The practicality of a Semantic Web still gets some bad rep today as having a depressing situation due to a steep learning curve. Nothing could be farther from the truth — RDF is dead simple, particularly in its Turtle form. Any non-trivial application, no matter the technology, is going to have a learning curve.
The last several years of disillusionment appears to have given rise to pervasive misconceptions and misunderstandings, but all is not lost.
Many organizations may have abandoned XML and RDF publishing, but those for whom data is a high priority have also prioritized these standards. The European Union (EU) is a large and complex multi-party governing body, and it is evident from recent initiatives that they have been successfully exploiting such technologies.
With the help of experts and the community, TopQuadrant grew SPIN into SHACL, which is supposed to supersede OWL’s declarative rules system and (lack of) data validation. The problem of semantic data at scale also got a candidate solution in the form of Linked Data Fragments.
Even graph databases of the alternative LPG kind treat RDF as a first-class citizen, and promise to give us the semantics we need without the complexities or shortcomings of declarative languages and description logics, such as monotonicity and the open-world-assumption.

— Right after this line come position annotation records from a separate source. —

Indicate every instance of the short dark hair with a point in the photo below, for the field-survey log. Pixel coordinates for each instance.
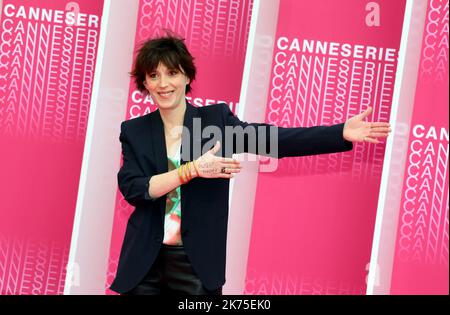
(169, 50)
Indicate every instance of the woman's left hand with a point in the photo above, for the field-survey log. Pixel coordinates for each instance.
(358, 130)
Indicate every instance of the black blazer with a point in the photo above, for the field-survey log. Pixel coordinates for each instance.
(204, 202)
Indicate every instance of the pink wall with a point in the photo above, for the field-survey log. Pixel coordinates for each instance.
(46, 77)
(421, 249)
(314, 217)
(216, 34)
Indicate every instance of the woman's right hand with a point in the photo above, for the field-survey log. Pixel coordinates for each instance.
(211, 166)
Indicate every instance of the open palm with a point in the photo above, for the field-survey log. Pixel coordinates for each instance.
(358, 130)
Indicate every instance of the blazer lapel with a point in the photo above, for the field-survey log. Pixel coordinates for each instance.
(188, 138)
(159, 143)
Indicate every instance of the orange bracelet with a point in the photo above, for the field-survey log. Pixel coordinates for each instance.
(188, 168)
(196, 167)
(180, 175)
(185, 172)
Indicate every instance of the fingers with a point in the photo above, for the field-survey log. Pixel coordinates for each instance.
(367, 112)
(380, 124)
(216, 148)
(379, 134)
(371, 140)
(380, 129)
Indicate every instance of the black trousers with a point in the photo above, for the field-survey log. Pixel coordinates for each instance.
(171, 273)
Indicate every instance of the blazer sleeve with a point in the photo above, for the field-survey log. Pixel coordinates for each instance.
(133, 183)
(291, 142)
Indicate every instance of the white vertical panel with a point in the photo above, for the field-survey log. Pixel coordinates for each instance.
(89, 251)
(383, 246)
(252, 108)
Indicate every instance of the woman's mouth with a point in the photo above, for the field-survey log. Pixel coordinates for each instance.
(165, 94)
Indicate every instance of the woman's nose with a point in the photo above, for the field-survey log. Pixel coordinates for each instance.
(163, 82)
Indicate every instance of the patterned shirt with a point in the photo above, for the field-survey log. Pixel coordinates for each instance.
(172, 219)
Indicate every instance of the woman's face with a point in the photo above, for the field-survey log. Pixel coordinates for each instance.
(166, 86)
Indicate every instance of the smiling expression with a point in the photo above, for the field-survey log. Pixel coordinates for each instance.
(167, 86)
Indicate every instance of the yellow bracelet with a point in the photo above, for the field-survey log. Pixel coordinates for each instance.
(188, 169)
(196, 167)
(180, 175)
(184, 174)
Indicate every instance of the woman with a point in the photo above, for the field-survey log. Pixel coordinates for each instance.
(175, 241)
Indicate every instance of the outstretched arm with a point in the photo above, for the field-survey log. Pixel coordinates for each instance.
(301, 141)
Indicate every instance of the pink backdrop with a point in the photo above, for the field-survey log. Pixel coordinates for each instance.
(216, 34)
(46, 76)
(314, 217)
(421, 253)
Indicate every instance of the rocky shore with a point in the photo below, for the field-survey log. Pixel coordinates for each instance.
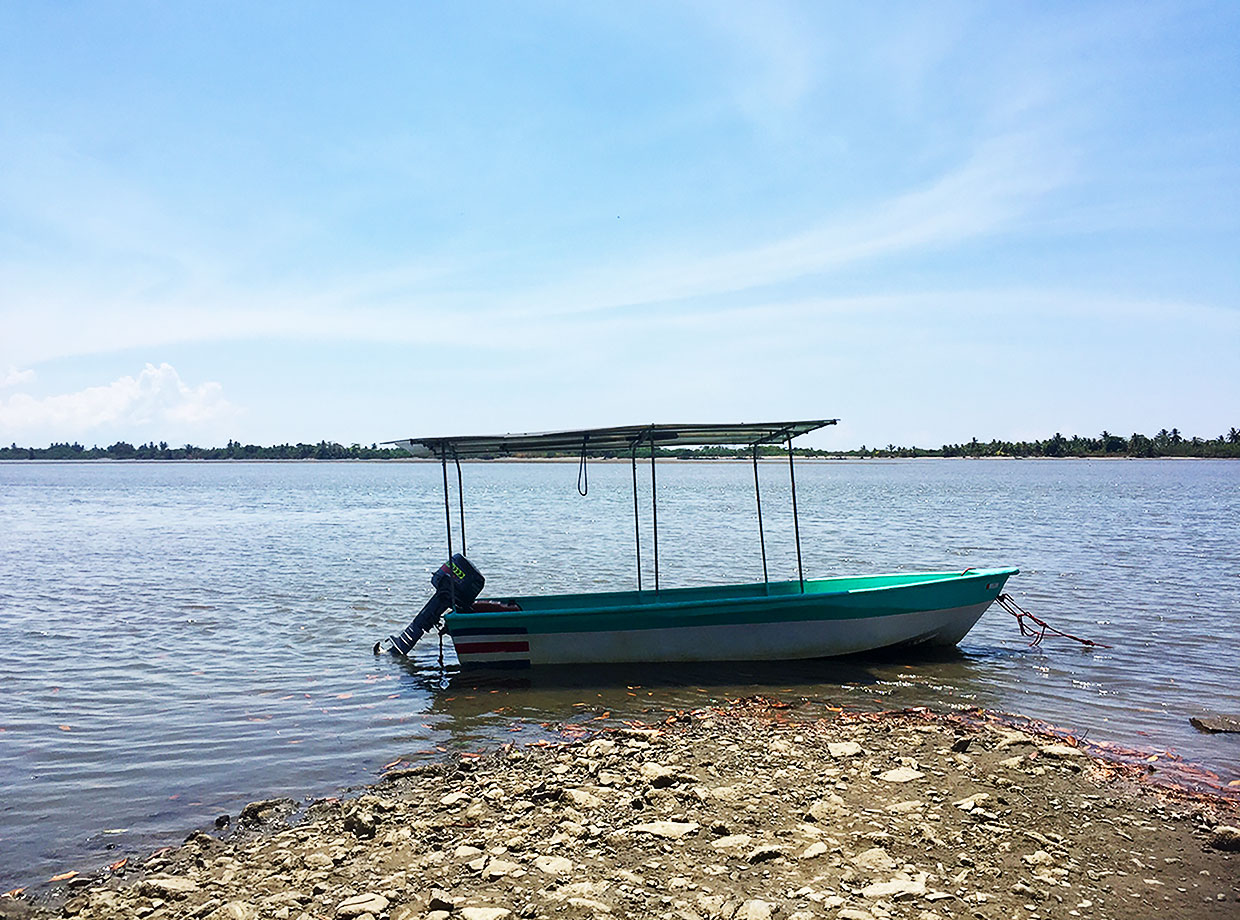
(745, 812)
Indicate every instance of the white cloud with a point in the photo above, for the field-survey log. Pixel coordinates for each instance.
(14, 377)
(156, 396)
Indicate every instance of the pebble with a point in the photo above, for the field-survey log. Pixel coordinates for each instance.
(900, 774)
(804, 821)
(1225, 837)
(361, 904)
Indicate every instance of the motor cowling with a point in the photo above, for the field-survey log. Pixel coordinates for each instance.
(456, 585)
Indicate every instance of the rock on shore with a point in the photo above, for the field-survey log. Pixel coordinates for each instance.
(744, 812)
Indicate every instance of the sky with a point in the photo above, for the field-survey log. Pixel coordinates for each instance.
(357, 222)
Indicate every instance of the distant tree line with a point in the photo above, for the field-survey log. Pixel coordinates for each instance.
(1161, 445)
(234, 450)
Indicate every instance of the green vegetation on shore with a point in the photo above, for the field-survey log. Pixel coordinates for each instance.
(1164, 444)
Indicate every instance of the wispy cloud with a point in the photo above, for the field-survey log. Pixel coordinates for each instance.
(156, 396)
(14, 377)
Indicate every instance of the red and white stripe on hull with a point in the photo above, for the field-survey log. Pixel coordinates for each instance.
(492, 647)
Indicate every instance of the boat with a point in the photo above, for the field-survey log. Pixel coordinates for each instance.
(780, 620)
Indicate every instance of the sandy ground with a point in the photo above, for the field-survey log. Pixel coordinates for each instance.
(750, 811)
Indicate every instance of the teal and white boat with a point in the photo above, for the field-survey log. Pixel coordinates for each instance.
(759, 621)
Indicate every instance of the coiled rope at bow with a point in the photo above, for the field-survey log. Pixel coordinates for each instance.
(1021, 614)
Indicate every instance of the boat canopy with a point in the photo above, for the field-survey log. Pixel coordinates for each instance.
(626, 438)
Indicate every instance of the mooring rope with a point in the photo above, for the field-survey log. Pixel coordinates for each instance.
(1021, 615)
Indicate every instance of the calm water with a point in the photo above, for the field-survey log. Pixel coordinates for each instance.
(180, 639)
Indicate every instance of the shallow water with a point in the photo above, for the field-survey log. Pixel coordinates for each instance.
(180, 639)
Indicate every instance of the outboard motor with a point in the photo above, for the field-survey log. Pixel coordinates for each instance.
(456, 587)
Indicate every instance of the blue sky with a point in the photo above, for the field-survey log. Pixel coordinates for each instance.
(299, 221)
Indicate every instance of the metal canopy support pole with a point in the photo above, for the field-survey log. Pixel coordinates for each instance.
(460, 496)
(796, 523)
(654, 506)
(761, 536)
(636, 521)
(448, 510)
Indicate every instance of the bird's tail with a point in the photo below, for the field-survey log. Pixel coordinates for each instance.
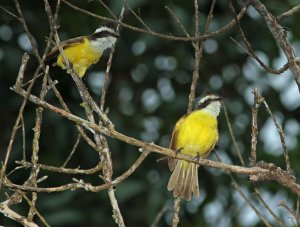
(184, 180)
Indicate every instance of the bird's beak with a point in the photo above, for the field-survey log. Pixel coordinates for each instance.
(116, 35)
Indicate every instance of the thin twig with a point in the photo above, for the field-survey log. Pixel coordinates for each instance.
(289, 13)
(176, 207)
(72, 152)
(25, 59)
(237, 149)
(163, 36)
(249, 49)
(254, 128)
(280, 35)
(283, 204)
(95, 169)
(282, 137)
(159, 215)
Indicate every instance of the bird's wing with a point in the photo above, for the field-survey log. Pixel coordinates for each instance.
(64, 44)
(172, 161)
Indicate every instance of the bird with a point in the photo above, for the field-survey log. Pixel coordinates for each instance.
(84, 51)
(194, 134)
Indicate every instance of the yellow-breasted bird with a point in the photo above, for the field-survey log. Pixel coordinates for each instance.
(195, 134)
(84, 51)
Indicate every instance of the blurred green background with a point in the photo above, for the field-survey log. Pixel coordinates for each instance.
(148, 93)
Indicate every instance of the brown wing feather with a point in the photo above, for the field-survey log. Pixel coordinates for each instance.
(171, 161)
(64, 44)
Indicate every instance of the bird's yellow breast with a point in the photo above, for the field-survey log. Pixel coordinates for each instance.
(196, 133)
(81, 56)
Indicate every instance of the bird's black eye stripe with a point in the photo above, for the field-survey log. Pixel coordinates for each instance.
(204, 104)
(207, 102)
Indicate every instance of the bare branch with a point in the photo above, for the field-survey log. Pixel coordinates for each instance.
(176, 207)
(289, 13)
(280, 35)
(169, 37)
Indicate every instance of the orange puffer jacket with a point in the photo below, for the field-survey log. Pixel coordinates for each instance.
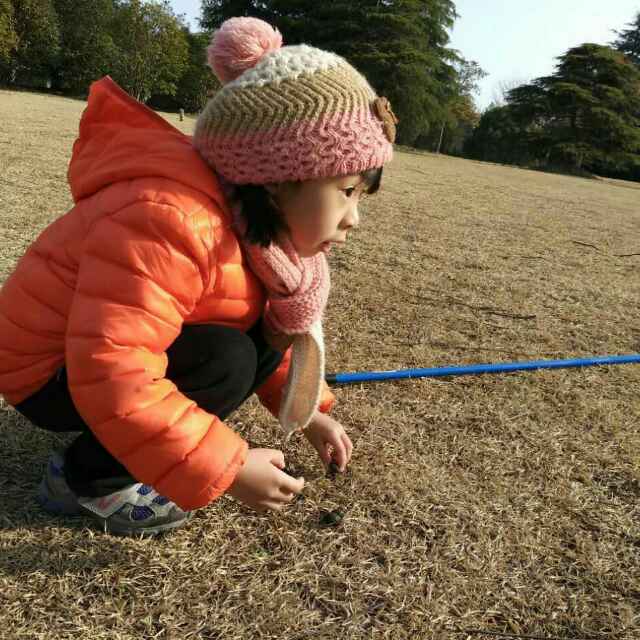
(106, 288)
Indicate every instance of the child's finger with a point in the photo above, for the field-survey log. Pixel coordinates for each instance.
(277, 459)
(348, 445)
(290, 485)
(340, 454)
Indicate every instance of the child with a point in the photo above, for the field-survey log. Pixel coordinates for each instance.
(175, 286)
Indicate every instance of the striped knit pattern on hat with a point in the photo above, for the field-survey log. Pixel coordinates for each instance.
(299, 113)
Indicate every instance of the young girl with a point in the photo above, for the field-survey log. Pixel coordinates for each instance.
(176, 285)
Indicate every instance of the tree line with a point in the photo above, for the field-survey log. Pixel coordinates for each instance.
(64, 45)
(584, 118)
(400, 45)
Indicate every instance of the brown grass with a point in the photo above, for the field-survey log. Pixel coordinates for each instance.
(502, 503)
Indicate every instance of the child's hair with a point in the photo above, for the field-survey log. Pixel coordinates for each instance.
(264, 220)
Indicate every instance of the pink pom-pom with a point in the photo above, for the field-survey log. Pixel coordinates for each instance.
(240, 44)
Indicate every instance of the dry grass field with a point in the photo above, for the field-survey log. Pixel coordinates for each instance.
(475, 507)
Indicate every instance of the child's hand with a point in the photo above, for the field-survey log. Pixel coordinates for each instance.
(278, 341)
(330, 440)
(261, 484)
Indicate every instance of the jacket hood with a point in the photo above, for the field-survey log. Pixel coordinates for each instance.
(122, 139)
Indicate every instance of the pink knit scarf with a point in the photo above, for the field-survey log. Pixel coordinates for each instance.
(297, 288)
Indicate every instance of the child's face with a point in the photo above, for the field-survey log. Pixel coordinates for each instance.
(319, 212)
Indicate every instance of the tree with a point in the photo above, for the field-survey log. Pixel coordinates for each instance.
(594, 101)
(153, 49)
(399, 45)
(8, 35)
(460, 113)
(628, 41)
(38, 42)
(198, 81)
(584, 117)
(87, 48)
(498, 138)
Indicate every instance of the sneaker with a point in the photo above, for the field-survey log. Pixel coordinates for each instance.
(132, 511)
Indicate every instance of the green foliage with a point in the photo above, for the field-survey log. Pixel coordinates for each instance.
(585, 117)
(198, 82)
(153, 50)
(37, 42)
(8, 35)
(628, 41)
(399, 45)
(88, 51)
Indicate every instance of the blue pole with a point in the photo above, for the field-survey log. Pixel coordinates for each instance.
(475, 369)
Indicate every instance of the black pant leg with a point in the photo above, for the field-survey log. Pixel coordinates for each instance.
(217, 367)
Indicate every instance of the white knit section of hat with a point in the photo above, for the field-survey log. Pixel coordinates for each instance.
(286, 64)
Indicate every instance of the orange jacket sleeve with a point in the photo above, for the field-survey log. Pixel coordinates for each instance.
(142, 272)
(270, 393)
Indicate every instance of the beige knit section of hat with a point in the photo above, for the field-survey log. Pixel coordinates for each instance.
(307, 98)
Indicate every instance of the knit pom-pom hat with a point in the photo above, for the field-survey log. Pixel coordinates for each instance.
(288, 113)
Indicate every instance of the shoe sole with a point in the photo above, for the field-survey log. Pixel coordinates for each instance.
(124, 531)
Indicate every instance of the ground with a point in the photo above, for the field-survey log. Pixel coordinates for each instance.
(504, 503)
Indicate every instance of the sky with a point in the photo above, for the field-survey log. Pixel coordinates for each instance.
(515, 41)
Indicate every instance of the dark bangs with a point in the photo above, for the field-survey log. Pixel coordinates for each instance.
(372, 179)
(264, 221)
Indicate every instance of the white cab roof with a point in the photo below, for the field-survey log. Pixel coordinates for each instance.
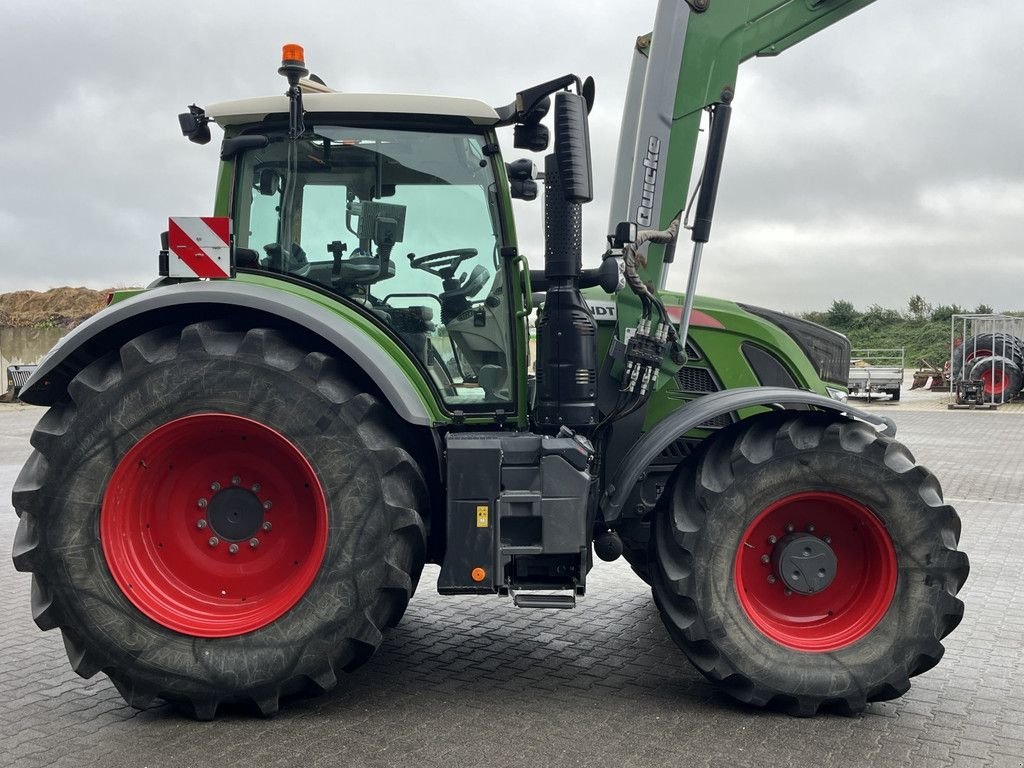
(254, 110)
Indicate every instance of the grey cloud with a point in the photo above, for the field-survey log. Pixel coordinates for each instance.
(867, 163)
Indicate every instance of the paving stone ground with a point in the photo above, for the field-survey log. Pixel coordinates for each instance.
(475, 682)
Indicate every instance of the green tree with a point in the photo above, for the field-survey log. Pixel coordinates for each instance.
(920, 309)
(841, 314)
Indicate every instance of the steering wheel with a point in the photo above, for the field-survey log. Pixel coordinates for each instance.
(442, 263)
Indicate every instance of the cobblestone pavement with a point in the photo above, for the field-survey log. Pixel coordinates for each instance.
(475, 682)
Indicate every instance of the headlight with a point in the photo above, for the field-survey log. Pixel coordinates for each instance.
(828, 351)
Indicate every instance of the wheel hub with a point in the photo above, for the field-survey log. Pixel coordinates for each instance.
(236, 514)
(804, 563)
(815, 570)
(185, 530)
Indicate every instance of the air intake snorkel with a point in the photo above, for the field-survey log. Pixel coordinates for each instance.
(293, 67)
(566, 368)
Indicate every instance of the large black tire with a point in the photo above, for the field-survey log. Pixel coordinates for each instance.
(374, 540)
(707, 530)
(1000, 376)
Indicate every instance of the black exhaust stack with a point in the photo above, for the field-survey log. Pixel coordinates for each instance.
(566, 343)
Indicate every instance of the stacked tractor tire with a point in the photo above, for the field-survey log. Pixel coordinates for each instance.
(996, 359)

So, is that all? Not in the least. The trendy technologies of the last two years frequently championed by startup programmes and the media today are quite supplemental to the Semantic Web. Machine learning is a useful technique for supplying probabilistic data for reasoning and inference, and a decentralized ledger system could benefit linked data, or vice-versa.
TL;DR: The Semantic Web is an ideal, not a killer technology by itself. There is no one killer application either, but many past, present and future innovations. It exists through the standards and technologies that are the culmination of various focused initiatives. In other words, in 2018, the Semantic Web is right where we need it to be.